Consumers – and retailers – are nervous. With prime minister Boris Johnson now pushing hard on October 31’s Brexit deadline the uncertainty that still surrounds exactly how Britain will leave the EU, and the impact that may have, means a hesitation to spend by consumers. How retailers react to such nervousness could spell the difference between longer-term survival and failure.
The impact was clear in August figures from GfK’s Consumer Confidence Index, which showed a decline to -14 compared to -7 for the same month in 2018. The index comprises a number of different measures, including attitudes to personal financial situations over the past 12 months and over the next 12, as well as opinions of the general economic situation over the same periods.
The falls were most dramatic as consumers looked forward, with a 5 point fall in their confidence in their personal financial situations and a 6 point fall in the general economic situation.
Brexit takes the blame
And retailers have already started blaming the nervousness for falling sales. In August, McColl’s chief executive Jonathan Miller cited poor weather and “ongoing macro-economic uncertainty” for a fall in Q3 sales. In July Sainsbury’s chief executive Mike Coupe was reported as saying the October deadline was “about as bad as it gets”.

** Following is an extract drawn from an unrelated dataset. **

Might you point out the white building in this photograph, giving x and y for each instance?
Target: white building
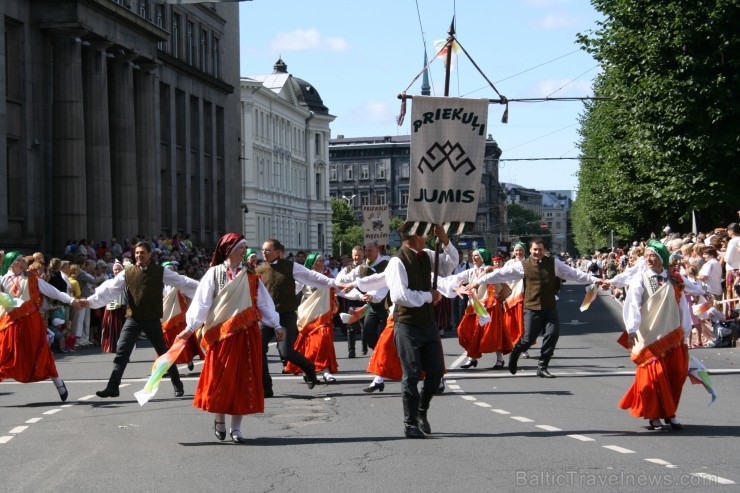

Meanwhile in early August the British Retail Consortium cited a consumer spending increase of only 0.3% for July – the lowest figure ever recorded for the month. “Brexit uncertainty has left consumer spending languishing,” said the BRC’s chief executive Helen Dickinson.
And according to a survey published by Global-e, in association with Censuswide, it’s unlikely to get better any time soon. It suggested that almost half (49%) of retailers anticipate a collapse in consumer confidence in the UK post-Brexit. A similar amount (43%) said they will raise prices post-Brexit. Is it any surprise consumers are wary of the future?
Why communication is key
So what can retailers do? As ever communication is vital to ensure they remain as close to their customers as possible. They may not have all the answers in terms of what the future brings pre-or post-Brexit but customers are more likely to buy from retailers they trust.
It is those that invest in building strong relationships with their customers through great customer service and experiences, and who invest in technology to enable that, who are best placed to help steer their businesses and their customers through the uncertainty of Britain’s departure from the EU.